Michael Imperioli names his favourite director and actor
It would be hard to say that Michael Imperioli is not best known for playing Christopher Moltisanti in HBO series The Sopranos, such was the iconic nature of the show. But the actor has also featured in the likes of GoodFellas, Bad Boys, and The Basketball Diaries in the 1990s, as well as the more recent comedy-drama The White Lotus.
When it comes to Imperioli’s greatest cinematic loves, they don’t come bigger than his passion for the American director John Cassavetes and the actor Gena Rowlands. In a feature with Criterion, the actor named his ten favourite films of all time, and Cassavetes’s works occupied three of the slots.
The first is A Woman Under the Influence, the 1972 film Imperioli considers his “favourite of all time”. Detailing further, he said: “The most honest on-screen depiction of mental illness ever. Cassavetes perfectly nails the heartbreak and frustration that eclipses a family when a loved one’s sanity slips away.
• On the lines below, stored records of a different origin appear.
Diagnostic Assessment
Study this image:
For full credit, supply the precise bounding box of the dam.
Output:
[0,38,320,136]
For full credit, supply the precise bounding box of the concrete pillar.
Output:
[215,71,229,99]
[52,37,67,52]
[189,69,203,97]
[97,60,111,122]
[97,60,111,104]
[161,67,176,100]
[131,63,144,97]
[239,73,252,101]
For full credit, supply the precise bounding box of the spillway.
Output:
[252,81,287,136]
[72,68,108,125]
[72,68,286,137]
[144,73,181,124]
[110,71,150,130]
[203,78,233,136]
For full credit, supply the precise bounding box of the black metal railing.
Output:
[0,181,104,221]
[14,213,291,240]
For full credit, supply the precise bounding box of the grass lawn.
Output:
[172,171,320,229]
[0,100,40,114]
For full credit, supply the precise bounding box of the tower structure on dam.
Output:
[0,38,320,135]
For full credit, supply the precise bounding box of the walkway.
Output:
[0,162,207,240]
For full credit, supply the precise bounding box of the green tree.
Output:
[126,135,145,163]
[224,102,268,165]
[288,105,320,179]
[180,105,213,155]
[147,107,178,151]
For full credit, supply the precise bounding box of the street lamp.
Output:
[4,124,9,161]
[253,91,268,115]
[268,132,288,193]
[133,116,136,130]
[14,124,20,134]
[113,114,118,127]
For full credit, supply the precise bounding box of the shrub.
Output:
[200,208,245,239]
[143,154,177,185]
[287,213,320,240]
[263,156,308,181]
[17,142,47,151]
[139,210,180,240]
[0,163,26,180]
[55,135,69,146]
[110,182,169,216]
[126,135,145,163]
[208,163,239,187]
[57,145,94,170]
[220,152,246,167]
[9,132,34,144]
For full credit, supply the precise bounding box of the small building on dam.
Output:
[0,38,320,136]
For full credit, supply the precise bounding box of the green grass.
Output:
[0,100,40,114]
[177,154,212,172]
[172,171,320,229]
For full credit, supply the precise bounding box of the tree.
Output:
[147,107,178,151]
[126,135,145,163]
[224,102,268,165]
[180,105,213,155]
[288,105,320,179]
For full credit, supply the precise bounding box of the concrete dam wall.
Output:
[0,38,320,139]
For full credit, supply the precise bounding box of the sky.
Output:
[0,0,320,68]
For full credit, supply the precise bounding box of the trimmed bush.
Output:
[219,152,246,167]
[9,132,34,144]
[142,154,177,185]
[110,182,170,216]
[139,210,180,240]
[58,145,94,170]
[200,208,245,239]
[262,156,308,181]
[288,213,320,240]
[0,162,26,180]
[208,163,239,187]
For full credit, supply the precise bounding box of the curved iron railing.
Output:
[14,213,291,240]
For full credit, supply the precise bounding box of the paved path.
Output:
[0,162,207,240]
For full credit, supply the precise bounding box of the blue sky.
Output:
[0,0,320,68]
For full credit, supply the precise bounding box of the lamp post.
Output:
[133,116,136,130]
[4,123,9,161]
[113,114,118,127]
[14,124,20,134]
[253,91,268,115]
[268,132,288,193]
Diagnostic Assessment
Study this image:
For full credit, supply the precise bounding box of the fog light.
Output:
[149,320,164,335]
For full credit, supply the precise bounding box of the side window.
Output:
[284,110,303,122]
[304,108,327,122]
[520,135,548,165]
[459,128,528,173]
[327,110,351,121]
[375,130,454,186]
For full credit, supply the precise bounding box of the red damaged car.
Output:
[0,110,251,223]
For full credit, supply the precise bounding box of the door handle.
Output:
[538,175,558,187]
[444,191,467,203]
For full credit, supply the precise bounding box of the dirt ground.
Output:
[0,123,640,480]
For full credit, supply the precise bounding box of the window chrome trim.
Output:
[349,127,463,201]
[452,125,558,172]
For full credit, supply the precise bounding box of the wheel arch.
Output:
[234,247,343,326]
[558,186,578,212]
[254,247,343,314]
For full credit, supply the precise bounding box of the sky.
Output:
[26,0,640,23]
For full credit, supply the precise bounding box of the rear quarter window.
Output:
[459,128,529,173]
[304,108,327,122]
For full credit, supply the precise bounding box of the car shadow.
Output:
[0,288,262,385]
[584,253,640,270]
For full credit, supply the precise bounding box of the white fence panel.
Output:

It’s at times both gut-wrenching and oddly hilarious, and Cassavetes manages to make gorgeous cinema with colors and composition.”
The film stars Cassavetes’ wife, Rowlands, and Peter Falk of Columbo fame, but Imperioli is equally impressed by its supporting cast and called them “flawless, including both Cassavetes’s and Rowlands’s own real-life mothers, Katherine and Lady, and in particular George Dunn in his role as Mabel’s one-night stand Garson Cross.”
But it’s Rowlands that is the real star of the show when it comes to Cassavetes for Imperioli. He named Opening Night as another of his top picks and said: “Gena Rowlands is the greatest American actor or actress ever. Period. No prosthetics, no extreme weight gain or loss, no accents or limps. Has any other actor ever created two more distinct, honest, or complete human beings on-screen?”
He continued: “Has any other actor ever created two more distinct, honest, or complete human beings on-screen? Rowlands somehow simply shifts her center of gravity and transforms from Woman’s selfless and fragile Mabel Longhetti into Opening Night’s cunning and self-obsessed Broadway star Myrtle Gordon.”
Finally, Imperioli chooses’ Cassavetes’ The Killing of a Chinese Bookie another favourite, although it’s a different kind of film from the previously mentioned two. “This time, he takes on the gangster/noir genre but does it in his own inimitable abstract-expressionist style, where time slows down or sometimes speeds up, so we never know exactly where we are in terms of a traditional story arc or act structures,” he said.
“We are in dreamland…an opium-induced reverie”.